Project Summary
Triple-negative breast cancer (TNBC) has the highest patient death rate of all breast cancer subtypes. Several
molecular targets have been identified for breast cancer treatment, but currently, there is no approved,
broadly applicable targeted therapy for TNBC. Through 10 years of research, we found that elongation factor
2-kinase (EF2K) expression is a critical driver of TNBC tumorigenesis and progression. We also found that
microRNA-22 (miR-22) expression is broadly repressed in TNBC patients, and is inversely correlated with EF2K
expression. Further analysis revealed that miR-22 suppresses tumors by specifically binding to EF2K, which
inhibits EF2K expression and reduces tumor growth in multiple TNBC models. Considering the clinical
significance and potential therapeutic value of EF2K in TNBC, we have thus developed an AXL receptor-targeted
AXL aptamer-coated SLNP-miR-22 nanoparticle system that can specifically deliver miR-22 to TNBC tumors in
vivo (but does not lead to miR-22 accumulation in normal tissues).

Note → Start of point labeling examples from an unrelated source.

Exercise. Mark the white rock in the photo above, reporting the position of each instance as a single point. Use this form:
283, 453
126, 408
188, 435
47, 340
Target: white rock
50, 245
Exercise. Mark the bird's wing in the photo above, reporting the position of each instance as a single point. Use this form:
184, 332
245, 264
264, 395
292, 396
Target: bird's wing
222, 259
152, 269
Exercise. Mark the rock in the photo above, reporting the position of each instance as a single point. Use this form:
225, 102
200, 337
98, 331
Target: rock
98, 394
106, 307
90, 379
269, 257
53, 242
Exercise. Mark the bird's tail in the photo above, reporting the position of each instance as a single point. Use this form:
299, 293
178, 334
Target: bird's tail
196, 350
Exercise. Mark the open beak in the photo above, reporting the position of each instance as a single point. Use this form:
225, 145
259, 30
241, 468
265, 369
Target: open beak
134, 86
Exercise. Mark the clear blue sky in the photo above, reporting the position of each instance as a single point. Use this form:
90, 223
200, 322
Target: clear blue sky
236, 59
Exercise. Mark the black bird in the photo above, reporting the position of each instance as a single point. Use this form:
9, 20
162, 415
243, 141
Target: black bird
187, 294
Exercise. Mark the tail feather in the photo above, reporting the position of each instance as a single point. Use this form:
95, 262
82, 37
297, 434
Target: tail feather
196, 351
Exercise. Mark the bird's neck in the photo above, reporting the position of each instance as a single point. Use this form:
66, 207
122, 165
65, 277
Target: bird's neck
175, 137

On the basis of this preliminary work, we hypothesize that EF2K is an effective therapeutic target in TNBC, and
that targeting EF2K using our AXL-aptamer-SLNP-miR-22 nanotherapeutics can provide significant therapeutic
efficacy in TNBC treatment. However, understandably, this therapeutic system is complex, and it has been
difficult to further understand the underlying biological and physical processes that significantly impact
treatment outcome, and to identify the optimal doses and dosing schedules for maximizing treatment
efficacy. Therefore, in this project, we propose to overcome this challenge by integrating biological experiments
with mathematical modeling based on the underlying biological and physical mechanisms that are involved in
cancer invasion, drug penetration, and drug-cancer cell interactions in the EF2K-targeted miR-22
nanotherapeutics for TNBC treatment. Our hypothesis will be tested by achieving the following two specific aims:
1) experimental testing of the EF2K-targeted miR-22 nanotherapy (Aim 1), and 2) mathematical modeling (Aim
2). In Aim 1, we will focus on characterizing and determining the in vivo therapeutic efficacy of EF2K-targeted
miR-22 mediated therapies in orthotopic mouse models. In Aim 2, we will focus on developing, testing, and
validating a mathematical model of EF2K-targeted, miR-22 based nanotherapy, using a logically integrated
statistical and multiscale mechanistic modeling approach. Experimental data from Aim 1 will be supplied to Aim
2 for developing and validating the mathematical model, and experiments in Aim 1 will be guided by discoveries
obtained from computational investigations in Aim 2. Through this iteration-based feedback approach, the
mathematical model will be used to predict and determine the effects of various parameters, including siRNA
dose and dosing schedules, on tumor response to EF2K-targeted miR-22 mediated therapies (with or without
chemotherapy), and to determine the optimal drug doses and dosing schedules for optimizing therapeutic
efficacy. The long-term goal of this project is to demonstrate that this miR-22-based nanotherapy is safe and
effective, both alone and in combination with standard chemotherapeutic agents as a co-adjuvant therapy, and
to complete preclinical development for potential future clinical translation for TNBC patients.